Trap one: models burn credits at wildly different rates
Inside a single tool, the cheapest model might cost one credit per image and the newest one might cost twelve. A "500 credit" plan that looks like 500 images is actually 41 images if you pick the model you actually wanted, like Midjourney v7's top tier or Krea AI's latest model. The pricing page rarely puts these two numbers next to each other on purpose.
Trap two: resolution multiplies silently
Most tools charge more for higher resolutions, but they bury the multiplier deep in the docs. A 1K image costs the advertised rate. A 4K image costs two to four times that, sometimes more, and Runway and ElevenLabs are the worst offenders. If you plan around the headline per-credit number you will be off by 200 to 400 percent on any serious work.

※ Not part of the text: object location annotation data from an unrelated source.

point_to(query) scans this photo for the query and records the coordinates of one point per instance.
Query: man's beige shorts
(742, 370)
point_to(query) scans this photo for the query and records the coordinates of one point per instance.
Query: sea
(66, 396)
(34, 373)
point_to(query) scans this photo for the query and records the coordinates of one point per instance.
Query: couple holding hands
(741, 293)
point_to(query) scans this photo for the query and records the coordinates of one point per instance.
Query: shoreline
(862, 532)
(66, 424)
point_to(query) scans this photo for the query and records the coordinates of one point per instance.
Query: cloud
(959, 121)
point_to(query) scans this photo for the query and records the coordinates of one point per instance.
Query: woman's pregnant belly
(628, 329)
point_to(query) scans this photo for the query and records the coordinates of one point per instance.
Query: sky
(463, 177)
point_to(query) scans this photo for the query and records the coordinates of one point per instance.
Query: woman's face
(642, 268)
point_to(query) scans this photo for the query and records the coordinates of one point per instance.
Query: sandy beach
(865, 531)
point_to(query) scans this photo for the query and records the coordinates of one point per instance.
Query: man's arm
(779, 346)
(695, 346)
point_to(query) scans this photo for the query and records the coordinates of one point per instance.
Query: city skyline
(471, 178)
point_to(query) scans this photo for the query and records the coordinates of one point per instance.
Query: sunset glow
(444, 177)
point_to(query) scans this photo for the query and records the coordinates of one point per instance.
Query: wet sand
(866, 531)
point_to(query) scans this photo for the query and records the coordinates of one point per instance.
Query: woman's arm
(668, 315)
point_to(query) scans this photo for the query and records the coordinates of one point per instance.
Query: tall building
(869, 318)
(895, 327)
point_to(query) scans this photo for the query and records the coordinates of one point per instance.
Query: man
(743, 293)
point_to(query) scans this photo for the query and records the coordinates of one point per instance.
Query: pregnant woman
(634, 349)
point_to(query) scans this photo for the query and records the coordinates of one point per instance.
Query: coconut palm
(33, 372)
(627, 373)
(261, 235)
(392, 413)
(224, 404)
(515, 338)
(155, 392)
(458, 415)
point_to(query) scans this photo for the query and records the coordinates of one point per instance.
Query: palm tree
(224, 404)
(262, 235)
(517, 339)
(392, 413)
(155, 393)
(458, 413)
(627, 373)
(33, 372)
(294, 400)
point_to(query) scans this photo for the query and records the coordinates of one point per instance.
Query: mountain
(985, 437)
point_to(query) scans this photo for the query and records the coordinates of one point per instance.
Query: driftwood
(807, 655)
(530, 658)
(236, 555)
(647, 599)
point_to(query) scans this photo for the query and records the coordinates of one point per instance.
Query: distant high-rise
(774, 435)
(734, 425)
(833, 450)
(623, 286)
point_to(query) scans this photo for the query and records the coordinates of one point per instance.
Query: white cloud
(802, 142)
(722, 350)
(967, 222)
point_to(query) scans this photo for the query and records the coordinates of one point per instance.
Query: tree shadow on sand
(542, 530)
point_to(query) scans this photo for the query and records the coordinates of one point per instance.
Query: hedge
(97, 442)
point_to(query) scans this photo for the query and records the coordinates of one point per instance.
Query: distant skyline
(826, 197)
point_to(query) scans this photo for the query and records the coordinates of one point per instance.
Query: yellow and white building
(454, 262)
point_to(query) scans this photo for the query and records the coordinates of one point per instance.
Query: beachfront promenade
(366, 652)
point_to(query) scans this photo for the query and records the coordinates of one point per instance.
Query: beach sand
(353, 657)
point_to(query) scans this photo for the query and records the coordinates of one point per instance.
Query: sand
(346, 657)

Trap three: unused credits do not really roll over
Some plans say credits expire monthly. Some say they roll over for 90 days. A few say they persist forever, and then reset the moment you skip a month or downgrade. Suno is the most-cited example of credits that quietly vanish. Refunds on unused credits are almost never available. Stockpiling is not a strategy the vendor wants you to succeed at.
The only number that matters
Ignore the credit count. Ignore the per-credit price. Compute the USD cost of one unit of the thing you are actually producing, one image at your resolution, one second of video at your quality, one minute of speech in your voice model. That is the number Scopeful publishes, because it is the only number that survives contact with a real monthly volume.
If your tool's pricing page cannot be reduced to "X dollars for Y images at Z quality," the tool is asking you to do math the vendor should have done for you. The math, done honestly, usually costs more than the headline suggested.